Fundamental beliefs are not supported with scientific and epidemiology data. Data from around the World are gathered and analyzed by the best laboratories in both the public and private institutions. New data can produce more accurate facts and that will happen with this virus.
'Best' is awfully subjective- the CDC is definitely not the 'best', and neither are organizations like the WHO, the organization that kicked all this off on the global scale. Science should-
should- be apolitical, and by their very nature neither of those organizations meets that standard in the slightest. And the 'new data' is not disproving anything I noted, is it?
Much of the data in the US- collected by politicized (both aisles, mind you) state health departments and local hospitals- is almost assuredly bad because of the financial incentives they have in emergency budgets, and from the simple desire to 'do something', an incentive too many people overlook in otherwise boring lives of bureaucrats. There must always be context for any predictive model or analysis, and a way to account for that. Always.
Even 'trustworthy' data is almost always presented without context. For instance, the data on the virus 'living on surfaces' was never presented (not just in the media, but even in many academic studies!) with information on how long it was actually infectious, or what the viral load required for infection was. Deaths are not counted appropriately, or are counted differently depending on state- how do you normalize that and get any kind of accurate model or make any kind of recommendation? Mask usage effectiveness has been a scattershot all along, including from the 'scientific' CDC. Can you argue that 'new data' is showing new recommendations? If that's what you want, you can, but the CDC itself has flip-flopped all over the place with its public-facing side through many things, which leads me to believe they have.... bad data. I believe most people in government want to do what's right, but if you're starting from garbage what can you really do?

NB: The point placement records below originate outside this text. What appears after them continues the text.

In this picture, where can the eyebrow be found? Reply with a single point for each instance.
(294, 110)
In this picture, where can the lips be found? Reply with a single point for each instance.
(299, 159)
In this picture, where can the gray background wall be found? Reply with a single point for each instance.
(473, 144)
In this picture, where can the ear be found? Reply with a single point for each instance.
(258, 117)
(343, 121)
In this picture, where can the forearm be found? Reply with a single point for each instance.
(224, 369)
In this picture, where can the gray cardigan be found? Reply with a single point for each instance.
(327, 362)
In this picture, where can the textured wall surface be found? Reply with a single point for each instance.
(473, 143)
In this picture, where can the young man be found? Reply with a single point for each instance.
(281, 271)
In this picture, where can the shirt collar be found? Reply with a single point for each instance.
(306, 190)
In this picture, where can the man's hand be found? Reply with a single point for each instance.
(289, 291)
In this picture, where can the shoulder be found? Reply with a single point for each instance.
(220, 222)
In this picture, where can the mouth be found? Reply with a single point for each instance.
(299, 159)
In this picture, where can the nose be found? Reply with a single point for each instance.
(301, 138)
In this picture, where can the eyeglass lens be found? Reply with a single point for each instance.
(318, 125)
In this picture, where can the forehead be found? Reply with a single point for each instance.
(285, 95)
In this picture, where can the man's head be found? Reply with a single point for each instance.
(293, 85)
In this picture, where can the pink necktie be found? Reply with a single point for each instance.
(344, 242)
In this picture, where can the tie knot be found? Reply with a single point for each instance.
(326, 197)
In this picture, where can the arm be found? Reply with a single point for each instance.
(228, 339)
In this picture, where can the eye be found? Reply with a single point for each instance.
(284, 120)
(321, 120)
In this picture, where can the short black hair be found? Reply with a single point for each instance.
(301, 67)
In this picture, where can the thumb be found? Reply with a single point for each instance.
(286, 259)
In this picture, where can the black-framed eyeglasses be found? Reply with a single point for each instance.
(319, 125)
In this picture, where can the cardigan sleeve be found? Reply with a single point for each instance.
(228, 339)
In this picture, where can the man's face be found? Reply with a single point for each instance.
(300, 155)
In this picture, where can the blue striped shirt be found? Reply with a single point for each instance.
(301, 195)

Your accusation was that I was not 'scientific'. I am attempting to be scientific in that I believe in a process for collecting, cleaning, and using data to make decisions and recommendations. I know that that process has not been followed, and I know that because I can read the background on the data that's often being used. I also know that the financially-driven abandonment of the most basic aspects of the scientific method are being accelerated- I see that every day already- and that what today stands as 'science' is way too often nothing but one goober's semi-expert analysis.
You didn't note what you, did, either- was it data analysis? Prediction modeling? Research? Marketing? IT?